Martin Luther King, Jr. and his contemporaries, I think, did the same thing.
White America had done Black America wrong from the days of slavery to the days of Emmett Till but refused to talk about it. White America’s leadership locked itself in the bathroom, leaving Black America’s leadership (it may have seemed) with only two unattractive options: End the arguing unresolved or keep talking to people who aren’t listening. The folks in the bathroom, as they always do, held the power. Until the doorknobs came off.
The Media made it impossible to hide in 1955:
After Emmett Till’s murderers were acquitted by an all-white jury, they boasted in an interview with Look magazine about their crime. Some white Americans, previously defending the killers, could do so no longer. They started listening to the other side.

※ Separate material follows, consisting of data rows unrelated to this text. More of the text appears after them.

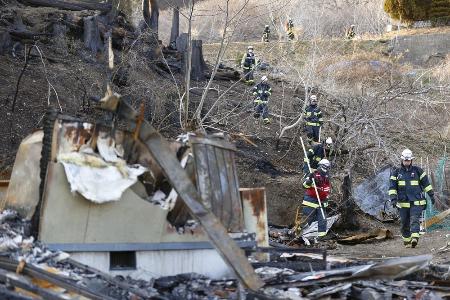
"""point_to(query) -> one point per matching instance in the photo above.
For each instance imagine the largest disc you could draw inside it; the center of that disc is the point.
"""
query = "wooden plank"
(24, 283)
(213, 142)
(216, 200)
(225, 201)
(232, 255)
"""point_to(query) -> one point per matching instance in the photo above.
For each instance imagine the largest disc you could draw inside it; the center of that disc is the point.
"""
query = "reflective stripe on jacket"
(313, 115)
(408, 185)
(323, 185)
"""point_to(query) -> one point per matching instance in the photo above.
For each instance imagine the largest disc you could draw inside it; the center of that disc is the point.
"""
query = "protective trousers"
(262, 109)
(313, 132)
(410, 217)
(313, 214)
(248, 74)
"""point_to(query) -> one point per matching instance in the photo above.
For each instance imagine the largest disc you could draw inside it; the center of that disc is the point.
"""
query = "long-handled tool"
(314, 182)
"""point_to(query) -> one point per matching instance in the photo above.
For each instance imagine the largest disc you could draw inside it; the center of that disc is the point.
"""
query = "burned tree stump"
(91, 34)
(70, 5)
(175, 31)
(59, 39)
(198, 64)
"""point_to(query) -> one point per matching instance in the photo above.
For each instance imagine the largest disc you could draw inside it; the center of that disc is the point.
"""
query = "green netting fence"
(441, 189)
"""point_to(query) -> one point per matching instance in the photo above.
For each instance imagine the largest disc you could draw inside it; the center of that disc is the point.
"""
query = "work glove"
(432, 199)
(394, 203)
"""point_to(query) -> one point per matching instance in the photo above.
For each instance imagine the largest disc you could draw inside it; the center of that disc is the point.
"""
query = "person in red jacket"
(311, 207)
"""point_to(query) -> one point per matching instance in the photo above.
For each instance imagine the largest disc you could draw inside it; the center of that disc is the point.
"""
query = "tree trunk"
(182, 42)
(5, 42)
(151, 17)
(59, 39)
(175, 31)
(72, 5)
(91, 35)
(198, 66)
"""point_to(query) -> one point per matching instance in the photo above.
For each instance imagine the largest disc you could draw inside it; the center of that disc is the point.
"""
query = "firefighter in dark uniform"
(313, 119)
(407, 188)
(248, 64)
(290, 30)
(350, 32)
(262, 91)
(311, 207)
(317, 153)
(266, 32)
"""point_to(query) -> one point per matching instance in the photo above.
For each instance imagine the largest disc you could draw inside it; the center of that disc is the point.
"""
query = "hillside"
(379, 93)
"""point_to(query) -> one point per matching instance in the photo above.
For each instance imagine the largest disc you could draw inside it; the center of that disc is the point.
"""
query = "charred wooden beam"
(232, 255)
(72, 5)
(59, 280)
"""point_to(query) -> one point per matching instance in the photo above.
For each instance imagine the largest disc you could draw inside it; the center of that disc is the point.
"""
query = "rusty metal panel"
(19, 196)
(236, 204)
(217, 179)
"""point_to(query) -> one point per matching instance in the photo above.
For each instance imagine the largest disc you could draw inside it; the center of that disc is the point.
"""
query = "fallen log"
(437, 219)
(72, 5)
(226, 75)
(25, 34)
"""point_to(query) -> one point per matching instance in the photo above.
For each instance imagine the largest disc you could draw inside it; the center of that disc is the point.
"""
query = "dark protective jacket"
(408, 185)
(323, 185)
(248, 61)
(313, 115)
(317, 153)
(262, 91)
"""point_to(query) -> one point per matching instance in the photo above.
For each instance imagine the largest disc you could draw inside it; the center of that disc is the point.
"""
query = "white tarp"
(97, 179)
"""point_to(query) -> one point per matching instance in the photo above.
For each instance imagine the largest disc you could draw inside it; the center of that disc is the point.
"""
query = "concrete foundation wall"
(421, 49)
(153, 264)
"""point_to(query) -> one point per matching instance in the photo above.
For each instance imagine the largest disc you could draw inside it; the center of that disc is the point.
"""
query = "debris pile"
(28, 268)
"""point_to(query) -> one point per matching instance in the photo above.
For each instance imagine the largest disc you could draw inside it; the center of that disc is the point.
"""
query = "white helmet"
(324, 164)
(407, 155)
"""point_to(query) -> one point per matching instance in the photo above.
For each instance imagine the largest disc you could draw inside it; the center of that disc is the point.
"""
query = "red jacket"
(322, 182)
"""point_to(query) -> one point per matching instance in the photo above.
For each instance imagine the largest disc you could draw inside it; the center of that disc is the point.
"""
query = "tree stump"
(91, 34)
(348, 217)
(5, 42)
(182, 42)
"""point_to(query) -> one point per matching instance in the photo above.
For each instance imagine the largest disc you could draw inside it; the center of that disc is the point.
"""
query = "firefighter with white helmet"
(313, 119)
(407, 188)
(311, 207)
(262, 91)
(248, 64)
(266, 33)
(318, 152)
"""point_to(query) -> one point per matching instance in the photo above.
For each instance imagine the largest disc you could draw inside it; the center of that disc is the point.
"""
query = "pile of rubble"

Numbers made it impossible to dismiss the other side’s perspective outright:
It’s psychological fact that we humans have an easier time dismissing a point of view when it’s fringe. When you’re the only one who thinks as you do I can more easily call you crazy or wrong and refuse to listen to you any longer. But if there are lots of people standing with you, reputable credible articulate and intelligent people, well, it’s not so easy to ignore you then. I naturally begin asking myself when your crowd gathers and mine begins to thin if I might be wrong and you just might be right. In 1957 Martin Luther King, Charles K. Steele, and Fred L. Shuttlesworth established the Southern Christian Leadership Conference, electing Martin Luther King, Jr. the first president. Non-violent boycotts, marches, prayer meetings and other gatherings of the crowd began immediately.

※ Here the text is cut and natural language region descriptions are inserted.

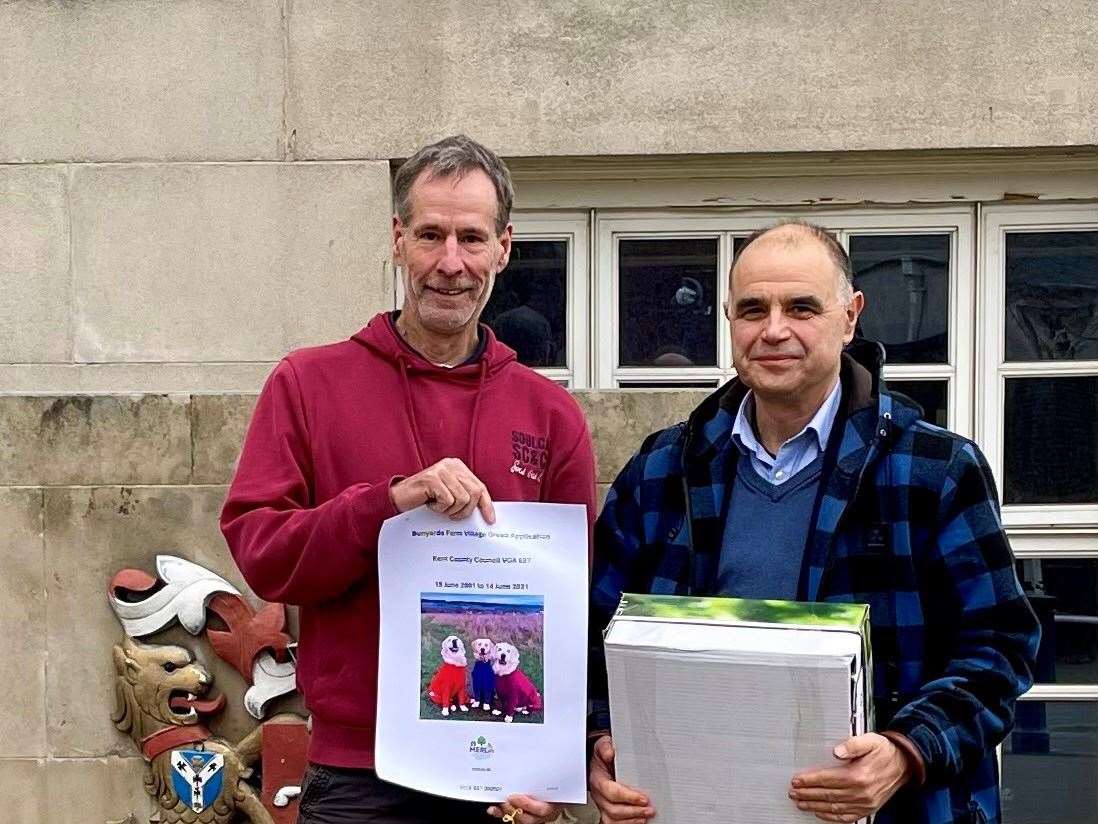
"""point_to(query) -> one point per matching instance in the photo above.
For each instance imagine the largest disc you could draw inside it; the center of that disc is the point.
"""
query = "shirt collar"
(820, 425)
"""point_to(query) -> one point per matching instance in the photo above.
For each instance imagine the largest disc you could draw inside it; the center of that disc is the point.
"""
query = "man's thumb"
(605, 748)
(853, 747)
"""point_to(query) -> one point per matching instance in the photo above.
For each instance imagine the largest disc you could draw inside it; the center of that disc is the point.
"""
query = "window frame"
(959, 222)
(572, 227)
(1032, 523)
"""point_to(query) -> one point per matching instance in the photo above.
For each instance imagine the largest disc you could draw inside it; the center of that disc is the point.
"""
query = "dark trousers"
(339, 795)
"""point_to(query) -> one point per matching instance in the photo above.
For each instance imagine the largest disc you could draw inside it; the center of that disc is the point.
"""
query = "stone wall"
(92, 485)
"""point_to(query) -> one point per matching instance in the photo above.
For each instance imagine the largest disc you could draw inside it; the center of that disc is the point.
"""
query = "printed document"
(482, 671)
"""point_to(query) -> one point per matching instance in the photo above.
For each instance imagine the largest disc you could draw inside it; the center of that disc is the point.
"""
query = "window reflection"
(667, 302)
(1064, 594)
(1051, 441)
(1049, 764)
(1052, 296)
(527, 308)
(930, 394)
(906, 284)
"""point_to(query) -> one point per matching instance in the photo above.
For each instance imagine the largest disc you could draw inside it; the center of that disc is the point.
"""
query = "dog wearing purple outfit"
(483, 675)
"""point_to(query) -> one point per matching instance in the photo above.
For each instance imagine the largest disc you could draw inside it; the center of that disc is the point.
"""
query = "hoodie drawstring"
(472, 425)
(407, 402)
(405, 383)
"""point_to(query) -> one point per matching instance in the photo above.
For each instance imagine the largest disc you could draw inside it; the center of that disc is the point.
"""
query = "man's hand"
(872, 771)
(619, 804)
(448, 488)
(526, 810)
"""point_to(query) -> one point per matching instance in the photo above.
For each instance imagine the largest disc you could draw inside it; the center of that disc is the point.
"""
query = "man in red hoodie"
(421, 407)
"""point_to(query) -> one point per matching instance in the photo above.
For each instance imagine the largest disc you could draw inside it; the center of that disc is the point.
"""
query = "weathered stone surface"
(22, 625)
(24, 789)
(620, 420)
(97, 790)
(35, 299)
(624, 77)
(226, 262)
(219, 424)
(74, 789)
(132, 378)
(137, 79)
(90, 534)
(94, 440)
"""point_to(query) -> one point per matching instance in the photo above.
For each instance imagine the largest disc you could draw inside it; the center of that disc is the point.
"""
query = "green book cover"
(851, 616)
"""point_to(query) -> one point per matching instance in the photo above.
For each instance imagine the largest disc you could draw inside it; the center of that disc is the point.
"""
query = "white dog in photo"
(483, 675)
(449, 685)
(515, 690)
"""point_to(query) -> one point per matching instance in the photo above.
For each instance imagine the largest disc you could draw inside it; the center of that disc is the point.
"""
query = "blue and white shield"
(198, 777)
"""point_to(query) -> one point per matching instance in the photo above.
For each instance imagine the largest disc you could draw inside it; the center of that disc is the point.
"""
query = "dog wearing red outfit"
(448, 687)
(516, 691)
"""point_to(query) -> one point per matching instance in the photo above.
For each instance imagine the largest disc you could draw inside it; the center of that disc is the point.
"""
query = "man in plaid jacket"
(806, 479)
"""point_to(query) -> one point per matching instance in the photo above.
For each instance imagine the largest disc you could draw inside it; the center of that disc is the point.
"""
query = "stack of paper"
(716, 703)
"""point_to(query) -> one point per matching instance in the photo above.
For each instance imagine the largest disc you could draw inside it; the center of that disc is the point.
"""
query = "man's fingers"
(531, 806)
(486, 508)
(836, 778)
(624, 812)
(604, 748)
(616, 793)
(824, 794)
(859, 745)
(465, 496)
(844, 817)
(439, 498)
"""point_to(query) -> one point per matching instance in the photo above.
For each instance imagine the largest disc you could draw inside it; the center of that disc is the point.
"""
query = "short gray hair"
(835, 249)
(455, 155)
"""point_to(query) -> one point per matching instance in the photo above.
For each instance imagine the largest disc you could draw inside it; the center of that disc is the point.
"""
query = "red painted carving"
(286, 742)
(249, 632)
(135, 580)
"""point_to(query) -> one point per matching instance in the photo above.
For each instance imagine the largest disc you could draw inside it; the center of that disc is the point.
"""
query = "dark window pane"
(930, 394)
(668, 383)
(1064, 593)
(1049, 764)
(667, 302)
(1051, 441)
(906, 280)
(1052, 296)
(527, 310)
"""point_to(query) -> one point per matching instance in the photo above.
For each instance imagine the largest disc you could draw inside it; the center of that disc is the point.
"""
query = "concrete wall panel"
(90, 534)
(596, 77)
(137, 79)
(620, 420)
(191, 263)
(219, 425)
(94, 790)
(35, 791)
(35, 293)
(92, 440)
(22, 626)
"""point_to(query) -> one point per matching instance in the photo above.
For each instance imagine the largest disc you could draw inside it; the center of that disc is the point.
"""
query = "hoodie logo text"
(529, 455)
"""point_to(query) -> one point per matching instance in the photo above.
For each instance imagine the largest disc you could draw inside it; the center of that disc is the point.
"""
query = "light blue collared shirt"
(796, 453)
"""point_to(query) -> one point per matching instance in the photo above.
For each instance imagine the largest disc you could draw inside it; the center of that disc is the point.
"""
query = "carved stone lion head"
(158, 686)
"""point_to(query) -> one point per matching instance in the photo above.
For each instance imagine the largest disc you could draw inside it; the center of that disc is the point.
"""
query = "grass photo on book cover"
(481, 657)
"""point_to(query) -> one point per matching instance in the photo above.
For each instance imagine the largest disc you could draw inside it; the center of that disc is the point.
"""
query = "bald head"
(793, 233)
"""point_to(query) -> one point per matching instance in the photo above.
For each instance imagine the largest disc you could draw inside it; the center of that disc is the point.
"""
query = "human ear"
(505, 242)
(853, 310)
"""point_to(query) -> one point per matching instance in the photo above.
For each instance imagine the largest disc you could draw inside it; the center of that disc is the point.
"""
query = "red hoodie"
(333, 425)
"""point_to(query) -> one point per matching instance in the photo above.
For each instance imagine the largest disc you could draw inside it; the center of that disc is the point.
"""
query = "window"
(539, 302)
(661, 279)
(1040, 367)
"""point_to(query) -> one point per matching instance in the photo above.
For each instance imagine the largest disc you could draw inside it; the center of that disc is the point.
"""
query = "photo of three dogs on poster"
(495, 683)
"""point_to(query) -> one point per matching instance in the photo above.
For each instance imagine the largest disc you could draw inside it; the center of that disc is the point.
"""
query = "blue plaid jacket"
(906, 521)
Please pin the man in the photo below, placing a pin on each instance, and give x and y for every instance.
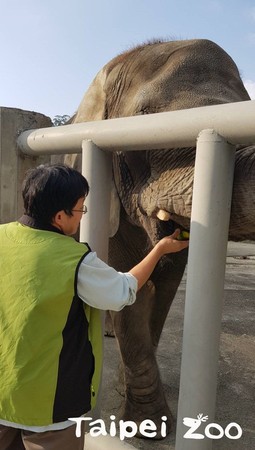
(52, 290)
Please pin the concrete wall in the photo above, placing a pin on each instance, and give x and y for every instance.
(13, 163)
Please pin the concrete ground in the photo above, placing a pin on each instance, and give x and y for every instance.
(236, 383)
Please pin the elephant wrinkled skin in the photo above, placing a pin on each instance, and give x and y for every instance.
(157, 184)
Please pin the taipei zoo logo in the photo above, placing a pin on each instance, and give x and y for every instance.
(212, 430)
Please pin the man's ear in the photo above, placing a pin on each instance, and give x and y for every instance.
(57, 220)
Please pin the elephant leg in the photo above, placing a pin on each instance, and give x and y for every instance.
(109, 329)
(144, 395)
(166, 278)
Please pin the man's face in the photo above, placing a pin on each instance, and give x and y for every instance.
(70, 224)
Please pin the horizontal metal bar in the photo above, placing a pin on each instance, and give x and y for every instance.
(234, 121)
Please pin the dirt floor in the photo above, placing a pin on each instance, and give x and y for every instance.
(236, 382)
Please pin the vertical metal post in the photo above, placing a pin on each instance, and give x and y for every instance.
(94, 228)
(97, 169)
(212, 193)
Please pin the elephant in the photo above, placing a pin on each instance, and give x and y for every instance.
(154, 191)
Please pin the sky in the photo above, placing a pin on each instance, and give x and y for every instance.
(52, 49)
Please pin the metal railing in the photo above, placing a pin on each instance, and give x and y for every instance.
(216, 129)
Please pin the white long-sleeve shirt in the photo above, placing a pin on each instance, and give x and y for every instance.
(102, 287)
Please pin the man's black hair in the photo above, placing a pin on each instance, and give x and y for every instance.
(50, 188)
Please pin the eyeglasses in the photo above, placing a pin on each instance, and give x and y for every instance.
(83, 210)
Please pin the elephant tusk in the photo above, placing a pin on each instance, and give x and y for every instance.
(163, 215)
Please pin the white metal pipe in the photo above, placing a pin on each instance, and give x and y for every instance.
(106, 443)
(94, 228)
(97, 169)
(213, 181)
(234, 121)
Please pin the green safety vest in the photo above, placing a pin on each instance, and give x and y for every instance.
(46, 332)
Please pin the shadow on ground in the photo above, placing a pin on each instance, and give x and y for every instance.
(236, 382)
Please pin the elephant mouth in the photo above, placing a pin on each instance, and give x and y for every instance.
(165, 224)
(168, 222)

Extreme behavior created common ground:
It’s a little like what scientists call triangulation. What happens when one person treats two people badly? The two poorly treated people bond over their common dislike of the third person’s bad behavior. The more extreme the bad behavior, the tighter the bond. It’s this weird tendency we humans have to join over shared disdain. Make fun of someone’s family and see how much tighter the family becomes, regardless of their previous differences. America is never more united than after a common crisis like 9/11 or a hurricane. A common enemy can provide common ground. When Eugene “Bull” Connor used dogs and fire-hoses on black demonstrators in 1963 he gave Black and White America something to be against together. And that brought the day of dialogue and one America closer.

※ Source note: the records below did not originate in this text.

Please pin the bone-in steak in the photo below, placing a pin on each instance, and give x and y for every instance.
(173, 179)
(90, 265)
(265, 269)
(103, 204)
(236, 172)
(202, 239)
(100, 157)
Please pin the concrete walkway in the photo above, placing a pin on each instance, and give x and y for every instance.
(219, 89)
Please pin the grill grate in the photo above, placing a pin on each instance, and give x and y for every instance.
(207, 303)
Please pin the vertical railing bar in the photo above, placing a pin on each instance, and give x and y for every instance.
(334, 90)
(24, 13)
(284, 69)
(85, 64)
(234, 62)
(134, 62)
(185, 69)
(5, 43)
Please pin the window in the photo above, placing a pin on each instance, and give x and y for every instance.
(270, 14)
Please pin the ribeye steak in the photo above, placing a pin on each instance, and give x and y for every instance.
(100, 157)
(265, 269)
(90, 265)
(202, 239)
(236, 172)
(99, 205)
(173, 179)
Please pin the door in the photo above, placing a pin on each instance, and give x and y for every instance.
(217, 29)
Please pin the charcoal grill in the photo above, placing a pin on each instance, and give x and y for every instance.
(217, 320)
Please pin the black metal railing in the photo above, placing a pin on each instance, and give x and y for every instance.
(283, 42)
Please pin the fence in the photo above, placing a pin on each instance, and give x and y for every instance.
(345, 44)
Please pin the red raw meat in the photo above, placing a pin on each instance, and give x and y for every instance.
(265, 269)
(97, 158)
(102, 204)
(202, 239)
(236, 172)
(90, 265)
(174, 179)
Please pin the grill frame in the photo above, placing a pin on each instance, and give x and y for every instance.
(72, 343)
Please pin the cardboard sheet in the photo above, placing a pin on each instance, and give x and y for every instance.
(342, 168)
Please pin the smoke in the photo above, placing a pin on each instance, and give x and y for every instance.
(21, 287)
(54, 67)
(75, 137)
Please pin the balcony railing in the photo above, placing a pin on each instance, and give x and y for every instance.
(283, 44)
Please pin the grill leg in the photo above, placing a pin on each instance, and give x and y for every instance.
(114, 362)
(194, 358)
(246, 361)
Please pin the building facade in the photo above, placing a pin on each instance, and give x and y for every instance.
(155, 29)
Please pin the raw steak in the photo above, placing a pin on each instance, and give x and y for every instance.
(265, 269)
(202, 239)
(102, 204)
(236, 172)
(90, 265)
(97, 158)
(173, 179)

Love without retreat made it hard not to listen:
It’s easy to justify plugging my ears when you’re yelling at me. But not if you’re friendly, refusing to be angry while refusing to leave me alone. It’s easy to dismiss someone who vilifies us, but not someone who inspires us. It’s easy to ignore a rant, but not a dream. It’s hard to ignore someone who says over and over again “You’re wrong, I still love you, and I’m not going away.” Martin Luther King, Jr.’s methods weren’t tenacious enough for some in the Civil Rights Movement. But his critics stood on the other side of the bathroom door more often than not while Dr. King marched through it with a message of absolute ethics, relentless love and non-violence. Refusing to talk to the hateful who harm makes sense because doing otherwise can be called unproductive and even dangerous. Refusing to talk to love that has never harmed is irrational and will get you called unproductive and even dangerous.
I’m no expert. I’m just a guy with a bunch of books and a long drive home to think about all this stuff. But it seems to me like the the Civil Rights Movement in America succeeded in large part because its leaders (and sympathizers) took the doorknobs off, removing many obstacles to conversation between the two Americas. It’s good for me to remember that as well: that peace never breaks out – in a home, an office, or a nation – until the bathroom door opens and conversation begins.